1. Place the tip rack – Fill the designated slot with filtered tips that match the volume range you will use (usually 5‑200 µL for qPCR master mix).
2. Add the source plate – This holds your master mix, primers, and probes. Use a low‑profile plate to keep the robot’s arm within reach.
3. Insert the destination plate – This is the 96‑well PCR plate that will go into the thermal cycler.
4. Add a waste container – Always have a place for used tips; it keeps the deck tidy and prevents cross‑contamination.

Calibrate the robot

Run the robot’s built‑in calibration routine. It will ask you to confirm the position of each labware item. Take a moment to double‑check that the plate sits flush; a tilted plate can cause the pipette tip to miss the bottom, leading to inaccurate volumes.

Program the liquid‑handling steps

Below is a simple script outline (pseudocode) that works on most platforms:

for each well in destination plate:
    aspirate master mix (20 µL) from source plate
    dispense into destination well
    aspirate primer‑probe mix (5 µL) from source plate
    dispense into same well
    mix gently (3 times, 10 µL)

Adjust the volumes to match your kit’s recommendations.

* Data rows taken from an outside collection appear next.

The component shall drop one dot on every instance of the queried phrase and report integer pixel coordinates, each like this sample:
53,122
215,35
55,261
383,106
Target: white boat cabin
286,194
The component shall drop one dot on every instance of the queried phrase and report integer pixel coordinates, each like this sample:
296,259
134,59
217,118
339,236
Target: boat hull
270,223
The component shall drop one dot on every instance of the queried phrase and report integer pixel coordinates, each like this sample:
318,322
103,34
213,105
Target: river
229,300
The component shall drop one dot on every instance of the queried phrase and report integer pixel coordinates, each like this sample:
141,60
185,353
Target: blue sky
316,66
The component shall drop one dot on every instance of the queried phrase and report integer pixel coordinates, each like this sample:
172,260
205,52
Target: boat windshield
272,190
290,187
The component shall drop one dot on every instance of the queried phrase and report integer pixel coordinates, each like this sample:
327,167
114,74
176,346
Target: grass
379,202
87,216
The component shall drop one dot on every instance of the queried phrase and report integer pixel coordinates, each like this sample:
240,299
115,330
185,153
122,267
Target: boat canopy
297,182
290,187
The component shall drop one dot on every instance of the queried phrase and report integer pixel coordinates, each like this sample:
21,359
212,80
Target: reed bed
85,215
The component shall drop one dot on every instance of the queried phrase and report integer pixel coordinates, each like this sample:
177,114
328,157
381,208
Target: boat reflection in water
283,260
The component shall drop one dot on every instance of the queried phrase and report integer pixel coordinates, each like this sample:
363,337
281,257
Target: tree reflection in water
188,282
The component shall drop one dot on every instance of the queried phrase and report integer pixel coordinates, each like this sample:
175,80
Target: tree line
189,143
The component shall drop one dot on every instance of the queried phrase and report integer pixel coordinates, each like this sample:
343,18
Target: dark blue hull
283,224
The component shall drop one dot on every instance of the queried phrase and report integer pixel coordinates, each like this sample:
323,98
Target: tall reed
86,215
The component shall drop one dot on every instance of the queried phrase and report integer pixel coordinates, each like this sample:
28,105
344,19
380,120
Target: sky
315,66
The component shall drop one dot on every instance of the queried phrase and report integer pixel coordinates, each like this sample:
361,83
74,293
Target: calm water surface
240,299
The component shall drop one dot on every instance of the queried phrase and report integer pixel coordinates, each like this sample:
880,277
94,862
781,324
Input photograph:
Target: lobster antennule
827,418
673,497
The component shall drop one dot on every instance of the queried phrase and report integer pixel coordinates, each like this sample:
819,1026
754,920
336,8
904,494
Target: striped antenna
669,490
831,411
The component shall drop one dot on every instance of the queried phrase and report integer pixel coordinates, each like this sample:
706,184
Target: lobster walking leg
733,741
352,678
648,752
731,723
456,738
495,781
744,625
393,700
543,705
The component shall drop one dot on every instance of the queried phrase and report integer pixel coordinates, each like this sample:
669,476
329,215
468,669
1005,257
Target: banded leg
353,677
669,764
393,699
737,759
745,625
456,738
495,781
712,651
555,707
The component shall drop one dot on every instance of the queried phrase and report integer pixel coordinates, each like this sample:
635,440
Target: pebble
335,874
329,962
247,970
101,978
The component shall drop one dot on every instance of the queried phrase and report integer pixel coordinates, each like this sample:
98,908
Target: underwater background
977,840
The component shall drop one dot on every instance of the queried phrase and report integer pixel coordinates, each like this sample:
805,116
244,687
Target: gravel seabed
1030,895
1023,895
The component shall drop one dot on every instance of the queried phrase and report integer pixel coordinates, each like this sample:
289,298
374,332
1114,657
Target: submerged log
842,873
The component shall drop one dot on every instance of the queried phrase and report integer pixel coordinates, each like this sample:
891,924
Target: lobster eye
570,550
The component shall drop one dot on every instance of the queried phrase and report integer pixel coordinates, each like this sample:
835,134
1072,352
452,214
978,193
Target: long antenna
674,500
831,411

The key is to keep the number of tip changes low – you can reuse a tip for the same reagent across the whole plate, but never reuse a tip that has touched a sample.

Running the qPCR

Thermal cycler integration

Many modern cyclers (e.g., Bio‑Rad CFX, Applied Biosystems QuantStudio) have a “plate‑in” sensor that can be triggered by the robot. If your robot supports it, program a “pause” after the last dispense so the robot can place the plate into the cycler automatically. If not, simply have a clear hand‑off point: the robot finishes loading, beeps, and you slide the plate in.

Seal and spin

After loading, apply the sealing film. A quick spin (centrifuge at 1000 × g for 30 seconds) removes bubbles that could interfere with fluorescence detection. This step can also be automated if you have a plate‑centrifuge on the deck.

Run the program

Load the qPCR protocol on the cycler: reverse transcription (if needed), initial denaturation, then 40 cycles of denaturation, annealing, and extension. Most kits provide a recommended thermal profile; stick to it unless you have a good reason to tweak.

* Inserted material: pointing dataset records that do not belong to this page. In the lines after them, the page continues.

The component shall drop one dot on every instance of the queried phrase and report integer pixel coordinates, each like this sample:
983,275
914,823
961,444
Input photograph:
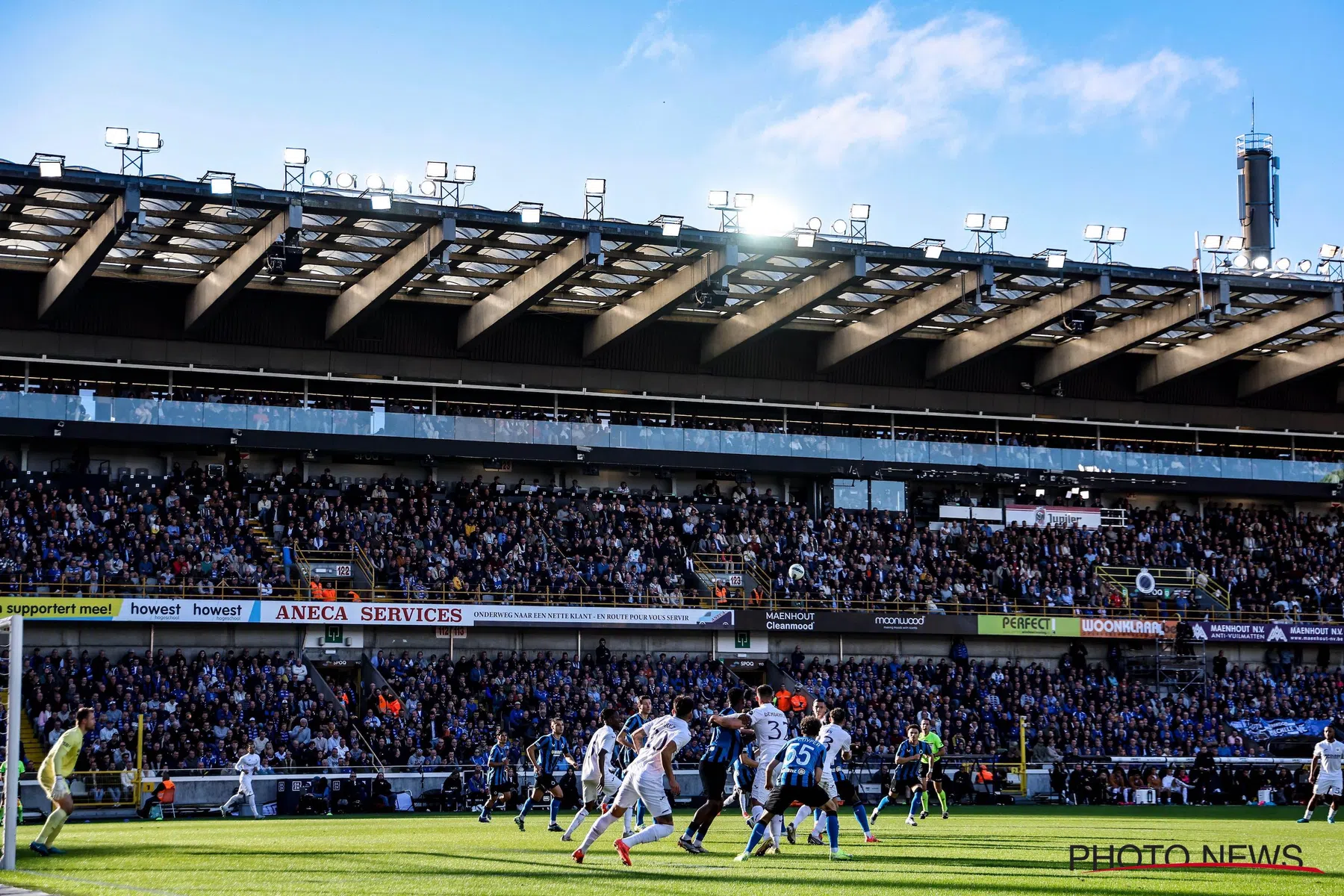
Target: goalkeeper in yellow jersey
53,775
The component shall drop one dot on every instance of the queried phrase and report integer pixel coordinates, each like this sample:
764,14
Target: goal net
11,727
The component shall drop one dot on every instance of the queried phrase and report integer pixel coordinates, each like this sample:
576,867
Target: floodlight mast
296,168
132,153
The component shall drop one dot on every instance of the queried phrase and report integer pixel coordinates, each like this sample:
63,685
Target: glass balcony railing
647,438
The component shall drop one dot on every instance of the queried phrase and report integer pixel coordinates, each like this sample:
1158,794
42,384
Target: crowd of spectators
193,534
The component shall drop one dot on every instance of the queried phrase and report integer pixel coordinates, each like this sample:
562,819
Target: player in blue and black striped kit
546,754
725,747
906,774
500,788
793,777
625,755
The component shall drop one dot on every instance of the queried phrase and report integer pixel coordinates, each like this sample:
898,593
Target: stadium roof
624,276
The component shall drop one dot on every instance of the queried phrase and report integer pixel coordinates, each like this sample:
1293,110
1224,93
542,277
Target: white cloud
656,40
964,75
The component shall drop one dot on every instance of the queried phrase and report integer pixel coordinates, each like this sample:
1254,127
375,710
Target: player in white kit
246,766
600,775
772,734
659,742
1327,775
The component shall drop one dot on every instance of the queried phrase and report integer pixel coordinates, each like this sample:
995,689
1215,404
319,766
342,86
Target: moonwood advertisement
349,613
853,622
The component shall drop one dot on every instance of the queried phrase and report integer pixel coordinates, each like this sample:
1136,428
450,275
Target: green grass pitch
977,850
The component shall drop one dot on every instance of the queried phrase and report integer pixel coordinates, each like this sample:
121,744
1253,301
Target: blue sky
1057,114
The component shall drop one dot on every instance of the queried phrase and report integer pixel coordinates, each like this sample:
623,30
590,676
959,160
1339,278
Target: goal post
11,640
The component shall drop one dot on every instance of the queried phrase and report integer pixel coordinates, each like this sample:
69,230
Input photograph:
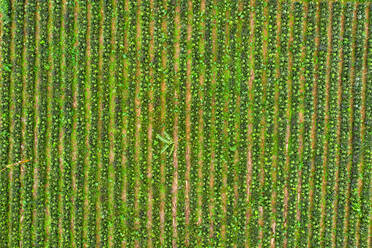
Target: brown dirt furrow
150,129
49,119
361,166
11,109
177,51
338,133
212,199
288,128
111,129
163,110
37,110
276,128
99,204
225,134
250,126
237,121
188,122
350,131
313,130
265,36
138,124
88,123
326,127
301,122
199,210
25,97
124,131
74,123
61,129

Data capture and quality control

Exporting results

When the run finishes, the cycler exports a .csv file with Ct values for each well. Set the cycler to save the file to a network drive that your analysis software can read. This eliminates the need to manually copy files and reduces the chance of mislabeling.

Automated QC checks

Write a short script (Python or R) that flags wells with:

• Ct > 35 (possible low template)
• Ct < 10 (possible contamination)
• No amplification curve (failed reaction)

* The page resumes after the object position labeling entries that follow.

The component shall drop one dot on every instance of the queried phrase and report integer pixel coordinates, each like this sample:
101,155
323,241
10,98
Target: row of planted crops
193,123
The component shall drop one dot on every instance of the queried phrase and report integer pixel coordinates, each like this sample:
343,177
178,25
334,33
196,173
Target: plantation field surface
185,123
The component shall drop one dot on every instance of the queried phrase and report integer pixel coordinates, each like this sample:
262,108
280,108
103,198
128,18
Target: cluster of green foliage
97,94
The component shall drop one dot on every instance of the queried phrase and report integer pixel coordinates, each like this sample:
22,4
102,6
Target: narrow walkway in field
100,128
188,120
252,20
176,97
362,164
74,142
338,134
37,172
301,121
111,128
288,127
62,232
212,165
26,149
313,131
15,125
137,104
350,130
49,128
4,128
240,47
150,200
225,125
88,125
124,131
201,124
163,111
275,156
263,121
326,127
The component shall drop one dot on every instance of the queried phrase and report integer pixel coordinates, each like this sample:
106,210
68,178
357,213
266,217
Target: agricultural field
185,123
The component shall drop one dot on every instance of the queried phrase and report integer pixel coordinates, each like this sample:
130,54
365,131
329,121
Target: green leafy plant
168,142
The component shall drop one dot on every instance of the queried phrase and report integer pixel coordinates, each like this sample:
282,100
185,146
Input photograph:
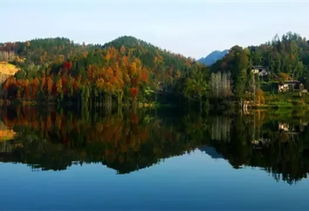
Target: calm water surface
153,160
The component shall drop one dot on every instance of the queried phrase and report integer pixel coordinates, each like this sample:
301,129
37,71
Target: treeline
285,58
127,71
124,71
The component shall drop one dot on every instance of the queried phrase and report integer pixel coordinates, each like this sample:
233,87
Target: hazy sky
191,27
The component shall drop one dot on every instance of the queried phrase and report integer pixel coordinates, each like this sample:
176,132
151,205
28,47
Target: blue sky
190,27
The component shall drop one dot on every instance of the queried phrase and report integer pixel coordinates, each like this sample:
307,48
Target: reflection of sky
193,28
190,181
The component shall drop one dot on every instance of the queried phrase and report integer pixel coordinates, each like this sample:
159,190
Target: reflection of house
284,127
6,133
259,70
290,86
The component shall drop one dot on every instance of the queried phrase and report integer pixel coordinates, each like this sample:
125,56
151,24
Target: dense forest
283,60
129,71
124,71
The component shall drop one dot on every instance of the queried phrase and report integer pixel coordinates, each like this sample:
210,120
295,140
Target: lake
153,160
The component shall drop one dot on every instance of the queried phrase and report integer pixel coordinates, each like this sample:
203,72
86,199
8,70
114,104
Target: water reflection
129,141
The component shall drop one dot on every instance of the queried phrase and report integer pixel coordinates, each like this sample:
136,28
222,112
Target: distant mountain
213,57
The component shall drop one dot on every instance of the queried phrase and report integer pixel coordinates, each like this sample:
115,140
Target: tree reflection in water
129,141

You can even have the robot pause and alert you if a certain number of wells fail QC, giving you a chance to repeat the plate before moving on.

Back‑up and documentation

Every automated run should generate a log file that records deck layout, tip usage, and timestamps. Store these logs alongside the raw data. In my lab we keep a simple spreadsheet that links the log file name to the experiment ID – it makes troubleshooting a breeze later.

A personal note

When I first tried to automate a 96‑well qPCR, I was convinced the robot would be a magic wand. The first run produced a handful of “no‑template” wells that I could not explain. After a quick review of the log, I discovered that the tip rack was slightly out of alignment, causing the robot to miss the bottom of the well on the last few columns. A tiny adjustment saved the entire experiment. The lesson? Automation is powerful, but it still needs a human eye.

Now, with the workflow locked down, I can set up a 96‑well plate in under ten minutes and let the robot do the rest. The extra time lets me dive deeper into data analysis, design new primers, or even take a coffee break without guilt.